Monday, June 15, 2015

David Foster Wallace

He died, no he committed suicide when he was 46. I am now 68 and stumbled upon his writing. I am an avid reader, read all kinds of things and thinner books usually find a place in my purse to read in any forlorn moment. Now I just bough two of his books (the bookshop in Antwerp only had two of his books) on offer and I went home with Infinite Jest, 1000 pages plus and 93 pages of annotations and the Pale King. No way to carry the book in a regular purse. When I started I was wondering about whether I could read it all without getting bored, uninterested or disgruntled... I soon discovered that this was writing like I had never read:rich, long winded, interesting all about the young peoples at a sports college. The language sings, the fumes of pot almost waft off  the page. The words will run away from you, will crowd you, will make you smile... Of course this is a book to be read as a young adult struggling with all that goes on in life. Yet the beauty will floor you at times:

That cockroaches can, up to a certain point, be lived with.
That "acceptance" is usually more a matter of fatigue than anything else.
That different people have radically different ideas of basic personal hygiene.
That it is permissible to want. That everybody is identical in their
secret unspoken belief that way deep down they are different from everyone else. That this isn't necessary perverse.
That there might not, but there are people who might as well be angels.

David Foster Wallace grew up in Illinois. He studied at Amherst, he suffered severe depressions. He wrote a short story about the 1983 episode. The Planet Trillaphon as It Stands in Relation to the Bad Thing." which was published in the Amherst review. Trillaphon is an anti-pychotic medication...

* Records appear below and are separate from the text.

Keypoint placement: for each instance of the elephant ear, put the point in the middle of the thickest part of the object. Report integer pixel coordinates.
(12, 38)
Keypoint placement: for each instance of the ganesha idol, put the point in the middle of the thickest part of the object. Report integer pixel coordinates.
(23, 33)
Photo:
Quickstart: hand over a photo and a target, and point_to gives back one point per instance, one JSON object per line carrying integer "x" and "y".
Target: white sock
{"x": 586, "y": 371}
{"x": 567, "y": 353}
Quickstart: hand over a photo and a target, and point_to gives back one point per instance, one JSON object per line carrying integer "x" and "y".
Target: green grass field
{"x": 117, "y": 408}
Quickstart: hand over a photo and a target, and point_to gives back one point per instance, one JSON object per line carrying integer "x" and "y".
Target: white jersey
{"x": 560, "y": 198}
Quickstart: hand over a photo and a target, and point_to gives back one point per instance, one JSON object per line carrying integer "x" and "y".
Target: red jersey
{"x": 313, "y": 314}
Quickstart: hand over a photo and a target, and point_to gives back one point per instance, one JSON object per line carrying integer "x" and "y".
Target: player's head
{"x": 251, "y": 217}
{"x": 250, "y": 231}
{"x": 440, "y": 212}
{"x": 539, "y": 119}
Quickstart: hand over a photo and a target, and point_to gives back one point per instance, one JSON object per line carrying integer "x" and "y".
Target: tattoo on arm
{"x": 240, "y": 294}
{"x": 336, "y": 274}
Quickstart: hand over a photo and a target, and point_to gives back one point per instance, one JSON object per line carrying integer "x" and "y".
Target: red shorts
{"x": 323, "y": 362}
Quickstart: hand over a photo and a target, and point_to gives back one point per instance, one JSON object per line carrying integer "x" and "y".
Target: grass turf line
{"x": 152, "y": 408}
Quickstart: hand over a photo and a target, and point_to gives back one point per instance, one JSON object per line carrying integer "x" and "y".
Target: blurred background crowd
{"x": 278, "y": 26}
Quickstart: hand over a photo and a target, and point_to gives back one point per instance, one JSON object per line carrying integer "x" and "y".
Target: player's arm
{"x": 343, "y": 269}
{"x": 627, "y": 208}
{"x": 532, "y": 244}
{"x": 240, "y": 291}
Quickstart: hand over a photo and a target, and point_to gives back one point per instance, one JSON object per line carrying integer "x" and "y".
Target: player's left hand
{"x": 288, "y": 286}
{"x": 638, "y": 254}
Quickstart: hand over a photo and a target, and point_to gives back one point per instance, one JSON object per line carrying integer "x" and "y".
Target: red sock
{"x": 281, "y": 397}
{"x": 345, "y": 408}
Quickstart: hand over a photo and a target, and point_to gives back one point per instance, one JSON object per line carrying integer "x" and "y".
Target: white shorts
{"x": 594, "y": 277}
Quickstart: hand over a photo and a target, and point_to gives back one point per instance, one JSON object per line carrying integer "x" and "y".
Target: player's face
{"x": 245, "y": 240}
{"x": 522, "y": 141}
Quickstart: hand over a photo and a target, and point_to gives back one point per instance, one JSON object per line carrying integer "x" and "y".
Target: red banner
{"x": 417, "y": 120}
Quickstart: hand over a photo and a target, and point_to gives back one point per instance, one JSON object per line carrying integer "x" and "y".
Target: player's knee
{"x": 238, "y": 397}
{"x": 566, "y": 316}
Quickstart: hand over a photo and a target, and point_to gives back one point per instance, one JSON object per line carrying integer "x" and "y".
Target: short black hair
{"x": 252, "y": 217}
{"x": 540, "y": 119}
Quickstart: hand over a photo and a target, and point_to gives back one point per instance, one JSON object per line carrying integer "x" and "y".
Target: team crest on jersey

If it looks difficult, think of the education you'll get reading his work: the taste  and smell of a time of growing up as Generation X in the USA.

Monday, June 1, 2015

PEN-International's congres in Amsterdam.


Openingsspeech Job Degenaar WiPC/ICORN-conferentie, De Duif, Amsterdam, 25.05.2015
 

 In a rich and democratic country as The Netherlands there is still freedom of speech and expression. There are no writers in prison. As a writer at the sunny side of the world you can do two things. Enjoy your luxury free life and write as a free human being about your free life.
Or enjoy this luxury and write, but also try to support your colleagues at the shade side of the world that can't defend themselves: the path less traveled by, as Robert Frost should say.

 Many of you, here gathered, do the same. You try to do something for writers who are in big trouble, writers, not criminals, who are in prison, or under threat, or who have killed with impunity, writers who are unable to help themselves: you can't open a prisoner's door from inside. Most of them live in countries with dictatorial governments as China and Vietnam or with powerless governments, like Mexico and Honduras:

There is no distance between writers, only between the circumstances writers have to live.



In my capacity of the national WiPC Chair, for nearly 10 years now, I became a member of the international PEN-community – and I'm proud to be so. Most of our work is in silence, in the lee, because of diplomatic reasons. It needs carefulness and hidden actions, which is not the same as chicken-heart: when lights are spotted on a writer who is in danger, he could become in more danger. You always have to keep in mind what you want to reach: not your so called bravery, but the life of a colleague who is unable to fight for himself. The Dutch WiPC is at this moment especially focused on actions for East-Asiatic countries where most of the writers in the world are imprisoned.



What we do, is seeking contact with governments and diplomats, and of course with other PEN-centres for consultation about the way how to take action, supporting imprisoned writers by sending cards to them, telling their stories in our own country, translate their work and give them a name and a face. The basic principle for our work is the dialogue, not the confrontation. You can't win anything by offending regimes if  you want to change their minds.



To mention three small, recent successes from our centre: we received from the Vietnamese Nguyn Hũu Caũ, who was freed after 40 years imprisonment, and his family, personal thanks for the work we have done. And together with a French sinologist we nominated two years ago the Chinese Li Bifeng for the American Hellman-Hammett Grant and we translated some texts of him into Dutch. He received the award. Unfortunately he is still in jail. Our work continues.

We also supported the foundation of the North Korean Writers in Exile Centre and the South-Korean president Lee Gil-won did a lot for them. And now some work of them also has been published in important Dutch papers and in a literary magazine.



David van Reybrouck, from PEN Flanders, once said: 'WiPC is the core business of PEN' and Larry Siems, from PEN America, summarized in Kyrgyzstan what should be the main subject in conferences like these: 'The key core issue is dynamic engagement on every case'.


Well, let's be engaged. I wish you a very pleasant and inspiring time here in Amsterdam.